The abstract definition of a graph is a set of nodes (also called "vertices") and a set of edges (arcs) connecting them. The cities, towns, and crossroads on a map, for instance, can be considered nodes, while the roads connecting them can be the set of edges. Traveling the edges of the graph to visit the accessible nodes involves traversal. If the traversal visits each node exactly once, the edges used constitute a spanning tree — the subgraph that connects all the nodes with the smallest number of edges. It spans the graph because it visits all of the nodes, and it is a tree because the starting point has no inbound edge while every other node has exactly one inbound edge.

There are several traversal algorithms that generate spanning trees with different characteristics (depth-first traversal, breadth-first traversal, and priority-first traversal). These algorithms generate different types of spanning trees (for instance, depending on the priority chosen for the priority-first traversal, you get a minimum spanning tree or a single-source/shortest-path spanning tree). Besides traversals generating spanning trees, other graph traversals involve checking all possible paths. With appropriate restrictions on the allowed paths, you can solve the famous Traveling Salesman Problem.

Data Representation

The first order of business is to represent the graph inside the computer. The nodes themselves are easily collected into an array, giving easy access to them for operations that involve all nodes.

In Listing One, I represent the nodes as an array of node objects, where each object contains information about the node (the city/town/crossroad name), and additional attributes used in the graph algorithms. Specifically, for most algorithms there is a flag keeping track of whether the node has been visited. In addition, I need the distance from the start for the single-source/shortest-paths traversal.

The edges are represented based on the source and destination nodes — even for undirected graphs (where the edges allow travel in both directions), the representation of the edges typically has an implicit direction. You can use a set of linked lists (one for each source node) giving the immediately accessible destination nodes. These are called "adjacency lists." On the other hand, you can use a two-dimensional array (called an "adjacency matrix"), where the row subscript is tied to the source node, and column subscript is tied to the destination node.

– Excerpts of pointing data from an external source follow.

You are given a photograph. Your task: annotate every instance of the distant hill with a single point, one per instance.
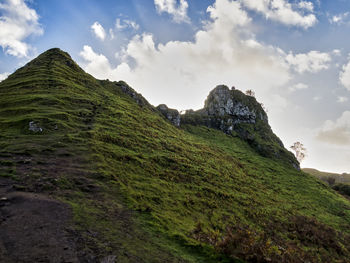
(91, 172)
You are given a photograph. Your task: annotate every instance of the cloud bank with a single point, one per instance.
(17, 22)
(181, 73)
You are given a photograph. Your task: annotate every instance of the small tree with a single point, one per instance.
(300, 151)
(250, 92)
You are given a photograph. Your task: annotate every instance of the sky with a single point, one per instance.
(294, 54)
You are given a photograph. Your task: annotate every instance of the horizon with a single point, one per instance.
(280, 52)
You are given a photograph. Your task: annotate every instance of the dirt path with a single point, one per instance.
(34, 228)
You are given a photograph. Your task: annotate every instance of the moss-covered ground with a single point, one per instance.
(146, 191)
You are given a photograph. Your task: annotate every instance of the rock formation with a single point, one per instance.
(237, 114)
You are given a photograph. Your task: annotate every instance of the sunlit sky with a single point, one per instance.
(295, 55)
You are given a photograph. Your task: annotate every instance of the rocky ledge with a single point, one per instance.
(240, 115)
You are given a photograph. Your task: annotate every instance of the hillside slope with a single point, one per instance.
(125, 185)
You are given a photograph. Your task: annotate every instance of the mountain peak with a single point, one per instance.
(55, 55)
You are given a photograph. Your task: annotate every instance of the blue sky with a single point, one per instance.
(293, 53)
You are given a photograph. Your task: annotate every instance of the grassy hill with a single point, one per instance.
(338, 178)
(134, 188)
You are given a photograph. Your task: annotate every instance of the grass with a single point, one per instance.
(146, 191)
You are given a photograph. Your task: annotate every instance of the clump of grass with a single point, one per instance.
(139, 186)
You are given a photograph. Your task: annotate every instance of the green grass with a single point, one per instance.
(140, 186)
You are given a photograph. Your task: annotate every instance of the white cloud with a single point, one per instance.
(99, 31)
(17, 22)
(299, 86)
(283, 12)
(309, 6)
(339, 19)
(336, 52)
(313, 61)
(342, 99)
(344, 76)
(3, 75)
(178, 10)
(181, 74)
(126, 23)
(336, 132)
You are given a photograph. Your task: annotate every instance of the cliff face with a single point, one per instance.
(91, 172)
(237, 114)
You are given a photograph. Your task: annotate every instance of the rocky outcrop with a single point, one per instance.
(225, 109)
(171, 114)
(237, 114)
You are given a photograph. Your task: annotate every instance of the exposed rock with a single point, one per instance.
(238, 114)
(34, 127)
(171, 114)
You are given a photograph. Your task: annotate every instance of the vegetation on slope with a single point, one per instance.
(146, 191)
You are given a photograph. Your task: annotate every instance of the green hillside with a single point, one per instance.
(139, 189)
(325, 176)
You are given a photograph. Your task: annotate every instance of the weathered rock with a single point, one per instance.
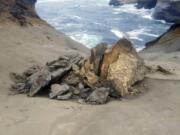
(111, 55)
(17, 78)
(65, 96)
(125, 66)
(18, 88)
(96, 57)
(57, 90)
(84, 93)
(119, 64)
(38, 81)
(31, 70)
(99, 96)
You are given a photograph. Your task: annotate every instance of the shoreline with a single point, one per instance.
(156, 111)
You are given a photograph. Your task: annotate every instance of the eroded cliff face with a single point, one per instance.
(18, 10)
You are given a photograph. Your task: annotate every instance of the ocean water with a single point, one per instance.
(93, 21)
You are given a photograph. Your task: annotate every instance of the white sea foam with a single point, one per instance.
(118, 33)
(134, 34)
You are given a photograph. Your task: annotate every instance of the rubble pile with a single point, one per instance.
(110, 72)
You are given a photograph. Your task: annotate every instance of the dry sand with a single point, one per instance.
(156, 112)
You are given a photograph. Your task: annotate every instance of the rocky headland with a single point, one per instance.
(45, 63)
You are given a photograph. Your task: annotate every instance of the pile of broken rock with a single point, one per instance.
(110, 72)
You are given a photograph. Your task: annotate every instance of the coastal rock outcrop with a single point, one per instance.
(110, 72)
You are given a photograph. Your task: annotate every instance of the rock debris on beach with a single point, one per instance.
(110, 72)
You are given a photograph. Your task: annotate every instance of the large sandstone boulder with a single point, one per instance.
(120, 65)
(168, 10)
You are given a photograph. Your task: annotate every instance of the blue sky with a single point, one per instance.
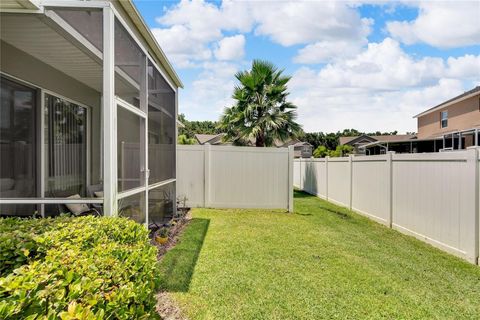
(366, 65)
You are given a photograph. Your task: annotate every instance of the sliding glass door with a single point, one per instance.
(17, 146)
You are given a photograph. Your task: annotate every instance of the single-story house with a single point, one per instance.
(88, 111)
(358, 142)
(213, 139)
(301, 149)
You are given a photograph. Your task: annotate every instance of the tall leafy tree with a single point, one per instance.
(261, 112)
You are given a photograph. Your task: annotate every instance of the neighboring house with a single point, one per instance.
(451, 125)
(86, 95)
(301, 149)
(358, 142)
(457, 119)
(213, 139)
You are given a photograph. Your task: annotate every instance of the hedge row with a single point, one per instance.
(76, 268)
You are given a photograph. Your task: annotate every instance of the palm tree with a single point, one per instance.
(261, 111)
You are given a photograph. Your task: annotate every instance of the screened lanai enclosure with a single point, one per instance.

I use the adjacency matrix approach. The edges are in a 2D array of pointers to edge objects. The subscript for the node in the node array also represents that node in the adjacency matrix — the [j][k] matrix cell represents the edge from Node[j] to Node[k]. A NULL pointer indicates that there is no connecting edge, while a single-edge object for the j-to-k edge and the k-to-j edge is used. The edge object holds the length of the edge and could hold other information. For example, if you are using the graph to represent a map, the edge might hold both the road distance and the highway designation.

Traversal algorithms that generate spanning trees require a way of telling whether a node has been visited. The node object contains a flag attribute to denote unvisited or visited status, along with methods to set and examine that flag. Consequently, the traversal algorithms need an initial step of marking all nodes as unvisited. The traversal algorithms then mark nodes visited as they progress. Even more, if a zero value represents unvisited, you can use the order of visiting the nodes (1st, 2nd, and so on) as the flag. (Although I don't cover them here, some graph algorithms make use of the depth-first-traversal index — exactly these ordinal numbers.)

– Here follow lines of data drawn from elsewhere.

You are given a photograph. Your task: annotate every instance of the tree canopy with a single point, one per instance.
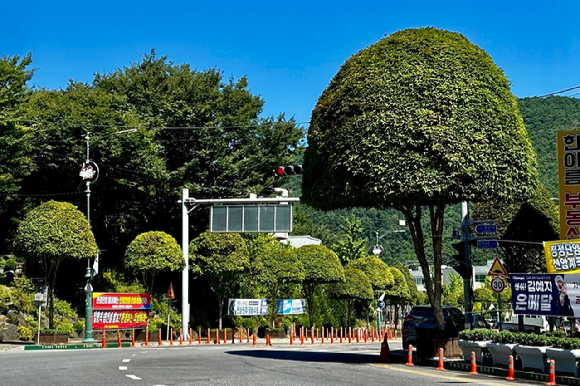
(421, 118)
(376, 271)
(220, 258)
(51, 233)
(356, 287)
(152, 252)
(321, 265)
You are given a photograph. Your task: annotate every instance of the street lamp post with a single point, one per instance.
(90, 173)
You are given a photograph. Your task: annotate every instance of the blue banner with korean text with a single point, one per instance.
(291, 306)
(546, 294)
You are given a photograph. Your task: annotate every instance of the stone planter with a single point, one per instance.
(429, 348)
(500, 352)
(479, 347)
(276, 334)
(533, 357)
(566, 360)
(58, 339)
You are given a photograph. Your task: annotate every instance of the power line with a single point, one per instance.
(559, 92)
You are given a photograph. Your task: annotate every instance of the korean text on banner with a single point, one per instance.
(569, 177)
(115, 301)
(562, 256)
(291, 306)
(248, 307)
(546, 294)
(121, 319)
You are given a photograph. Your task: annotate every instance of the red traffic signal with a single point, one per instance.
(288, 170)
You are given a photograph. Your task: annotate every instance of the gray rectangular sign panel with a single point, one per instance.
(251, 218)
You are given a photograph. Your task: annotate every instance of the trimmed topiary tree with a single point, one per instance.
(220, 258)
(151, 253)
(421, 119)
(51, 233)
(321, 265)
(356, 287)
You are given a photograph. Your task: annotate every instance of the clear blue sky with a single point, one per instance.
(289, 50)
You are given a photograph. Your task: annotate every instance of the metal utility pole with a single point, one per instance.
(90, 173)
(468, 266)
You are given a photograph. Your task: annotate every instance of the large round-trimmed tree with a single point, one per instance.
(151, 253)
(321, 266)
(421, 119)
(220, 258)
(51, 233)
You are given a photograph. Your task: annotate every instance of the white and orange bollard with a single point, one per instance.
(511, 374)
(410, 357)
(552, 379)
(441, 367)
(473, 364)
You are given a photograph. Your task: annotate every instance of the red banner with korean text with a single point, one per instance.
(121, 319)
(115, 301)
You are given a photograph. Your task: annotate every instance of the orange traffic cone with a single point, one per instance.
(385, 356)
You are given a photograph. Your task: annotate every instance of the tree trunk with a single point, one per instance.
(432, 285)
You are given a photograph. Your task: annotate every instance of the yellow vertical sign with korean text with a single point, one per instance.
(562, 256)
(569, 184)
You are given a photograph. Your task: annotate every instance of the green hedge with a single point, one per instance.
(554, 339)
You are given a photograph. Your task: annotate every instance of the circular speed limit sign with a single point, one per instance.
(497, 284)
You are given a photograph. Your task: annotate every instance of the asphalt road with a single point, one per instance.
(221, 365)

To explicitly control the work scheduling, use your own data structure to hold the edges pending processing. The type of data structure will determine the kind of traversal you implement.

These implementations are built to capture the sequence of edges used in the traversal. Consequently, they generate entries in an array of ordered-pair objects (since an edge is an ordered pair of node designations). The subscript for that array holds the subscript for the next pair to be added to the list — and, thanks to starting with subscript zero, it is also the number of such pairs currently entered.

Depth-First Traversal

The easiest traversal to implement lets the computer's call stack control the processing, as in Listing Two, giving a depth-first traversal. It generates a spanning tree with very little branching; see Figure 1. The function is called with the subscript for a node that is currently unvisited as the destination. You mark that node as visited, and add to the edge list the incoming edge. The initial call uses a pseudoedge with a flag value for the source to start the ball rolling. You then examine the adjacency matrix to find outbound edges. For each outbound edge, if the destination node is currently unvisited, make the recursive call to visit that node. This means that when you return from the recursion, you may well find that upcoming nodes that had been unvisited before the recursion now have been visited.

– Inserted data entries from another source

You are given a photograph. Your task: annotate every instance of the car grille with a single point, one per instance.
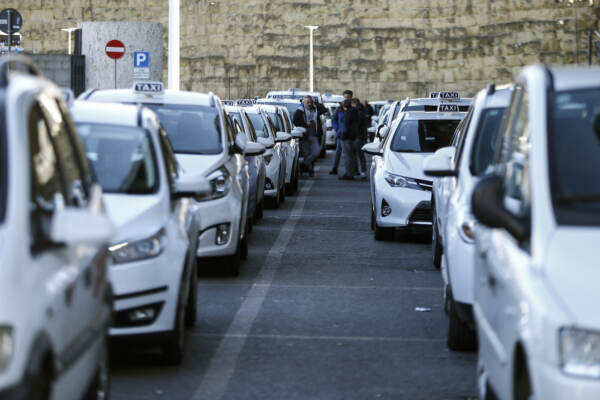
(425, 185)
(422, 214)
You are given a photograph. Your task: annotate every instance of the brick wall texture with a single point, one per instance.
(380, 48)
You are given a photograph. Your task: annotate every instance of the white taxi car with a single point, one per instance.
(283, 124)
(536, 275)
(456, 170)
(274, 156)
(205, 144)
(56, 300)
(400, 191)
(153, 252)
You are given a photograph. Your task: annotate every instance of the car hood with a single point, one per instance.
(406, 164)
(573, 272)
(198, 164)
(135, 216)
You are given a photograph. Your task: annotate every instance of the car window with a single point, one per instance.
(122, 156)
(574, 155)
(259, 124)
(423, 136)
(46, 181)
(192, 129)
(68, 155)
(485, 140)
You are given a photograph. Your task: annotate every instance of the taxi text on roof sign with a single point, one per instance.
(448, 108)
(149, 87)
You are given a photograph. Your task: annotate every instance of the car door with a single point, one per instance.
(499, 294)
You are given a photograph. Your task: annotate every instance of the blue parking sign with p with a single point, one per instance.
(141, 59)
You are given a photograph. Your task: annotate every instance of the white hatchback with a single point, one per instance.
(205, 144)
(400, 191)
(536, 275)
(56, 300)
(153, 252)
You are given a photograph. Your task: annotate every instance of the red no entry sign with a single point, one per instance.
(115, 49)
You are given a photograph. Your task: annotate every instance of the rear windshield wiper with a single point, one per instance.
(585, 198)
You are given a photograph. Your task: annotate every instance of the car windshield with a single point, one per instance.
(574, 149)
(423, 136)
(191, 129)
(486, 138)
(259, 125)
(122, 157)
(277, 121)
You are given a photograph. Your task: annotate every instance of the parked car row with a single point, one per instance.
(511, 194)
(109, 205)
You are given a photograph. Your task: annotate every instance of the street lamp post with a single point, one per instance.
(173, 63)
(311, 67)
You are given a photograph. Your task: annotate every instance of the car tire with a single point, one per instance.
(192, 305)
(461, 337)
(172, 348)
(436, 246)
(523, 390)
(100, 386)
(382, 233)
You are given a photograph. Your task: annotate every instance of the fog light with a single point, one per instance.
(223, 231)
(142, 314)
(385, 208)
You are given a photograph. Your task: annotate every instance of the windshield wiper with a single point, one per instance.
(585, 198)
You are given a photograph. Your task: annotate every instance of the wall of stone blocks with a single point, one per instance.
(379, 48)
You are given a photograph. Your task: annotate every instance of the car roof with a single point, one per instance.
(168, 97)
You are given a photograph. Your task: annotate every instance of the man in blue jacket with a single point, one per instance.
(346, 123)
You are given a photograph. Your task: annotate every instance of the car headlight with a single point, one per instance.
(140, 250)
(580, 352)
(6, 346)
(401, 181)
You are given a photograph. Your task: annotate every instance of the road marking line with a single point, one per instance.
(400, 288)
(329, 338)
(222, 365)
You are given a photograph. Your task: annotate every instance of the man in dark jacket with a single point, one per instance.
(309, 116)
(346, 123)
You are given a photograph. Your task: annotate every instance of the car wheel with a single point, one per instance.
(100, 386)
(522, 386)
(192, 306)
(244, 244)
(172, 349)
(436, 246)
(382, 233)
(461, 337)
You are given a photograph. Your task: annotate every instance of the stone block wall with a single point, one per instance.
(380, 48)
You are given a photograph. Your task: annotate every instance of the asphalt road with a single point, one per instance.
(320, 311)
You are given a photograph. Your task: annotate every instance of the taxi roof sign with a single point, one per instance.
(149, 87)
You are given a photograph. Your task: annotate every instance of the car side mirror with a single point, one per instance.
(267, 142)
(373, 149)
(239, 145)
(439, 164)
(298, 132)
(254, 149)
(190, 185)
(283, 137)
(487, 203)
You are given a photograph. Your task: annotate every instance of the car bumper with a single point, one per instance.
(212, 213)
(410, 207)
(550, 383)
(148, 284)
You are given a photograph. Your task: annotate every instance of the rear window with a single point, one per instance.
(191, 129)
(423, 136)
(486, 138)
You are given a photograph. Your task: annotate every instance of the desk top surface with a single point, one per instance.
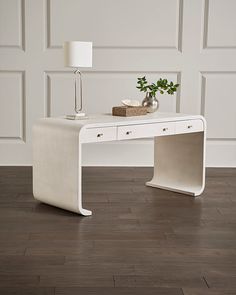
(98, 120)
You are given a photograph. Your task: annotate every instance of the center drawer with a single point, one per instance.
(145, 130)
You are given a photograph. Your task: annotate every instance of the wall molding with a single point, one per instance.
(21, 45)
(179, 32)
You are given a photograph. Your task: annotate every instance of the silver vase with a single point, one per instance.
(151, 103)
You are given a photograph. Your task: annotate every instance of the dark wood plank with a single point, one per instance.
(139, 240)
(119, 291)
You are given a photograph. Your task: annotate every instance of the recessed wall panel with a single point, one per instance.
(220, 24)
(219, 104)
(11, 106)
(101, 91)
(11, 18)
(111, 23)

If you want to avoid recursion, you can use your own stack (last-in/first-out) in making your traversal. To simplify the processing (at the expense of requiring more space), I do not mark nodes as pending when their incoming edges are entered into the work list. Instead, when an edge is removed from the list, the first check is whether its destination node is still unvisited.

Breadth-First Traversal

If, instead, you use the queue discipline (first-in/first-out or FIFO) for your work list, you generate the spanning tree with the most branching so that every node is at the shortest possible distance (in number of edges) from the starting point; see Figure 2.

In Listing Three, the work queue is initialized with a pseudoedge with its destination given by the node specified in the parameter. The work queue is actually an output-restricted double-ended queue, or deque, using a linked list with a single removal point, but two insertion points: the front for stack behavior and back for queue behavior. There are even circumstances (though not in this article) where you may want both behaviors at the same time. Listing Four is the declaration of the deque as used in this article. Objects of the class CPair hold ordered pairs of numbers (integers).

The processing loop is driven by the removals from the queue; it continues as long as the removals succeed. If the edge removed ends in a node as yet unvisited, the node processing is similar to that in the recursive algorithm, except that the recursion is replaced by making entries into the work queue for edges from the current node to other nodes that are as yet unvisited. While you do get multiple queue entries for the same destination node, the duplicates are discarded by the flag check at the top of the while loop.

Minimum-Spanning Tree

By changing the work data structure to a priority queue, you can now generate a spanning tree where the total of the edge lengths is smallest. For this kind of traversal, the priority queue is built to give fast access to the shortest available edge as you build the spanning tree; see Figure 3.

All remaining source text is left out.